Sonys Yoshida spricht über das The Last Guardian, das 2009 gezeigt wurde

Update: Kein visuelles Upgrade, 'jede Menge Zuversicht' im Hinblick auf die Veröffentlichung 2016.

Update (18.06.2015): Ein großartiges visuelles Upgrade solltet ihr euch im Zuge des Wechsels von The Last Guardian auf die PS4 wohl nicht erwarten.

“Die Vision hat sich seit der PS3-Ära nicht verändert. Es ist einfach so, dass wir es auf der PS3 nicht umsetzen konnten. Ueda-san hält Änderungen nicht für notwendig“, sagt Sonys Shuhei Yoshida im Gespräch mit Engadget.

“Es war wahnsinnig schwierig, das Spiel für die PS3 zu entwickeln, weshalb wir das im Grunde aufgegeben haben. Es kam nur schleppend voran. Das Team hat fantastische Arbeit dabei geleistet, den Code auf die SPUs zu portieren, aber die Leistung entsprach nicht den Anforderungen und einige Features fehlen noch immer.“

Was 2016 als Veröffentlichungsjahr betrifft, ist man laut Yoshida zwar zuversichtlich, allerdings sind seine Aussagen auch nicht als hundertprozentige Zusage zu verstehen.

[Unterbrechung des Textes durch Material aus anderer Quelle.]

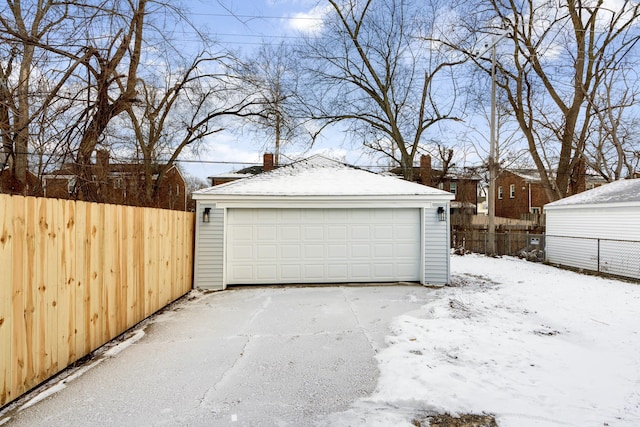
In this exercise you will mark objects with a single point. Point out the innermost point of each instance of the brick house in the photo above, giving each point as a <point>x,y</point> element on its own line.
<point>267,165</point>
<point>520,192</point>
<point>121,183</point>
<point>464,186</point>
<point>10,185</point>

“Wir mussten zurück zum Reißbrett und für die PS4 von vorne anfangen. Dafür benötigten wir viel Zeit. Aber seit letztem Jahr kommt die Entwicklung gut voran. Wir haben also jede Menge Zuversicht im Hinblick auf das nächste Jahr als Zeitfenster.“

Originalmeldung (18.06.2015): Es ist lange her, seit Sony zum ersten Mal The Last Guardian präsentiert hat.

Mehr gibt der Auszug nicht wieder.